Standing on God’s Word Through His Silence
Today while at work I got a text from a friend of mine. I met her through my ex-boyfriend and she was inviting me out to hang out at this place called Red River. Now my ex and I were just talking about how we loved when we hung out at Red River! That was actually one of our first date nights out with friends. We were LIT! Edibles, drinking, music and friends. From location to location, we just had a blast. But from then to now, there has been an undeniable transformation in my life. Though I can look back at that time and remember the fun I had, I can also see the potential dangers (even if sober).
I was sitting, thinking of how to respond. First I was questioning if I still wanted to go since my ex and I had just talked about it saying we have to go back. Then I was questioning if I still wanted to go because I missed seeing the group as a whole. Lastly, I questioned if it was even wrong to go. Through it all I notice, in hindsight, that my conviction wasn’t there. I didn’t feel a push to stay away or see red flags flashing. However, knowing I didn’t have that feeling I decided to base my decision on scripture and what I knew about God.
Was the music honorable to God? If I am purposely avoiding certain music in my daily routine, why should I invite myself to be filled with music I cannot control? If I don’t drink, would it be sound to tempt myself just by being in like company with hundreds of people who are? How can two walk together, lest they agree? What is my attendance saying, not concerning people, but to God?
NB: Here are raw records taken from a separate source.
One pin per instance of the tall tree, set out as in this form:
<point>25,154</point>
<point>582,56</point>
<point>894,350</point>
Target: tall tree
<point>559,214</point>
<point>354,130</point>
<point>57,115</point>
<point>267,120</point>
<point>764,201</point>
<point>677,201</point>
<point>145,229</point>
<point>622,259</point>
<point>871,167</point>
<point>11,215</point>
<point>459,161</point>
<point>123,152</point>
In that moment I decided I wasn’t going to go, and that was half of the battle. Next, I had to find a way to relay that I wouldn’t be able to come. I didn’t want to come off extra churchy or condemning. I also didn’t want to be blunt, because through life I have had the tendency and it is unintentionally offensive. After several backspaces and restarts, I found that there is a way to be honest without giving too much information. Sometimes, we express more than what people ask for and the devil get’s in the details. Right after texting her that I wouldn’t be able to go since I am trying to avoid different scenes (concerning music and I don’t drink anymore) she immediately invited me out to something else that I could attend.
In that moment God showed me that not only could I stand my ground in him, I could do it without causing offense and without being shunned or discarded. It’s ironic that this happened at this time, right after I posted on trust. This was a trust exercise in itself, for me and for God.
I realized that God was silent for a reason. Sometimes God will be quiet to see how you will move without his incentives. Will you choose Christ even when your Holy Ghost is still? Will you remember scripture even when God’s still voice isn’t there? Will you take the place of your Holy Ghost in convicting yourself? Can God trust you? Do you really love him?
When we think about Job and Abraham and Enoch..these were men that walked with God and were perfect in their generations before the pouring out of the Holy Spirit. So even when God is silent and His voice is still, do what you know. His word have I hidden in my heart, that I might not sin against God.
Someone wise said, “when you don’t know what to do, do the last thing that he said”, and I can’t agree more.